As reported over at Newsarama last week, Mark Waid’s critically and fan acclaimed series Irredeemable and Incorruptible are both getting cancelled in May… Though by Waid’s own choice:
“I’m just stretched thin right now both personally and professionally, and I live in mortal fear that I’m going to overstay my welcome on these books,” said Waid in an interview. “Moreover, I feel that Max Damage’s character arc is reaching its end in Incorruptible. And in Irredeemable, I’ve long known what the end of that series is, and lately, it’s as if all the characters are moving into position for it whether I want them to or not. So let’s go out big and grand, I say.”
For those of you not familiar with the series, Irredeemable is about The Plutonian, a Superman-esque hero who goes just a little bit nuts, and decides to slaughter pretty much everyone on planet Earth in the most horrible ways possible. As a response, his arch enemy – Max Damage – over in Incorruptible decides to try and walk on the side of good, though he faces a few problems of his own.
Along the way, Waid, as well as artist Peter Krause – who was the original series artist on Irredeemable, created an entire superhero universe independent from DC, Marvel, or even anything else published by BOOM! That’s not so much a rarity nowadays, but what is unique is that both series will end up running over thirty issues each (Irredeemable will end with #37, Incorruptible with #30), spawned a line of cologne, and a devoted legion of fans. In a market where even the Big Two have problems launching new characters, this was – and remains – a tremendous achievement.
There’s a number of questions that this announcement lays down, of course, the biggest of course being how final these final issues will actually be? We suspect that Waid will conclude his mediation on villainy and heroism he began in Irredeemable #1, from both perspectives. And as teased in the recently concluded crossover between the two books, Max Damage and The Plutonian have their origins inexorably linked… We can’t imagine one surviving without the other, and we sort of can’t imagine either of them surviving the ends of their respective series.

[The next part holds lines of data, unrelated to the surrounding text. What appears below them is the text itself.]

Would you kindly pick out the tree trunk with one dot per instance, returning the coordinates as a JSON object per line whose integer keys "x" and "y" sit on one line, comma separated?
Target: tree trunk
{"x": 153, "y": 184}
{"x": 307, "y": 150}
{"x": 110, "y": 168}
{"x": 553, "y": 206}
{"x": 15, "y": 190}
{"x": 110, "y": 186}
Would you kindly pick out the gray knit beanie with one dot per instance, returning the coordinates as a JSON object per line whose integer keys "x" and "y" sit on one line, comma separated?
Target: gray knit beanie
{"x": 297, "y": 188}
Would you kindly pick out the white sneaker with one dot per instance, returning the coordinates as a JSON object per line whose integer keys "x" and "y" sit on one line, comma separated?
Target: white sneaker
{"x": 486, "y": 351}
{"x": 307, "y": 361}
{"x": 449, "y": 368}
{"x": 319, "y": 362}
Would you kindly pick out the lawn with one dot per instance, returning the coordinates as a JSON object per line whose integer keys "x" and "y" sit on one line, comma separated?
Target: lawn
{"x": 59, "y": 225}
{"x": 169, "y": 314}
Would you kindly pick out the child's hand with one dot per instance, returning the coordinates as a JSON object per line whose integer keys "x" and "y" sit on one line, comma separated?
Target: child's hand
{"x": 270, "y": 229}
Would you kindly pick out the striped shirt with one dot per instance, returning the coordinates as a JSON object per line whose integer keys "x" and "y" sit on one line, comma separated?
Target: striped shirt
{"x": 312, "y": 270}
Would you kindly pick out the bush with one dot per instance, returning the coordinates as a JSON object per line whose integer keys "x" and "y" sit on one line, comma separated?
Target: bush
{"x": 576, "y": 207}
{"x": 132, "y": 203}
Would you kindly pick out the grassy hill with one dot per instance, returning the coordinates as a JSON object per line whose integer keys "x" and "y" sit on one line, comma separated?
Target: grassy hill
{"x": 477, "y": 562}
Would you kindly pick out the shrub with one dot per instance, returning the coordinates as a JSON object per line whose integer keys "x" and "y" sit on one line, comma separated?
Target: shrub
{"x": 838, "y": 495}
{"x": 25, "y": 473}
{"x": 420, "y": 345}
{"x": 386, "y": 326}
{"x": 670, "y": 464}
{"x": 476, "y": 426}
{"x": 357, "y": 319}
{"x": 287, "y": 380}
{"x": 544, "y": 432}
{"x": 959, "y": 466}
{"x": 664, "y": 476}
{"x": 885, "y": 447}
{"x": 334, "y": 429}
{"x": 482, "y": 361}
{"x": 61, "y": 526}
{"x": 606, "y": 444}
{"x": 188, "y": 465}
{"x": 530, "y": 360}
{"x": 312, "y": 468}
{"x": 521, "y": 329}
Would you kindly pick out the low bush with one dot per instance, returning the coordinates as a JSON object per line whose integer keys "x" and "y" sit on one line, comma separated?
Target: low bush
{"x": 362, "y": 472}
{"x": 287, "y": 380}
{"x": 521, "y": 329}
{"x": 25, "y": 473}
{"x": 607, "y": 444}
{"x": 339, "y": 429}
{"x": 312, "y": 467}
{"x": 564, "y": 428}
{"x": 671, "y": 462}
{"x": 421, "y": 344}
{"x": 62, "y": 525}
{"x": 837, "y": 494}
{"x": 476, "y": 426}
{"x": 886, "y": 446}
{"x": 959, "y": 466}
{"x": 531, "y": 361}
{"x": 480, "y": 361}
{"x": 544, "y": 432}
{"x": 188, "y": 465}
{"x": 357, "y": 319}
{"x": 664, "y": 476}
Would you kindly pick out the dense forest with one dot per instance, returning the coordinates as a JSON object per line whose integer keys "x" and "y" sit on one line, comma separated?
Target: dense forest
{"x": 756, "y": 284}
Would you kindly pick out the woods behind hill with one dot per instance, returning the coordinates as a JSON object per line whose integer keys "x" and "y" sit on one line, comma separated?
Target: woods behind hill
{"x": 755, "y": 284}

Still, there’s plenty of opportunities for further series and spin-offs, particularly dealing with the fall-out from the end of the books… Assuming there’s an Earth around to deal with the fall-out. There’s also plenty of time that hasn’t been chronicled in both the hero-turned-villain and villain-turned-hero’s careers, so we could see BOOM! spinning off a Irredeemable Adventures! type series. We’d imagine it would have a different title, though.
The other question, of course, is how much Waid’s series have primed the market to accept new ideas and characters. The answer is, probably, unfortunately, not a whole lot. Irredeemable started as a clear analog for Superman, complete with his own Lois Lane, Jimmy, and Justice League. The characters have grown tremendously since then, but the book also banked on that familiarity from the start. Not to undercut the accomplishment, but how well would these series have done if they didn’t have that “Superman goes nuts!” tagline, and Waid’s name attached?
To find a very specific example, look at DC’s excellent A God Somewhere, a graphic novel that came out around the same time as Irredeemable, but didn’t do anywhere near as well as the latter series has done. Same with The Mighty, another excellent series from DC that also mined the same premise, but didn’t stick in fans minds the way Irredeemable has.
Perhaps it was Waid’s name? Perhaps it was the extensive universe building in the book? Or perhaps it was just a simple, catchy title? We may never know, until someone tries it just one more time. Until then, we’ll savor these last few issues of Irredeemable and Incorruptible.
Both series end their runs in May, 2012 from BOOM! comics.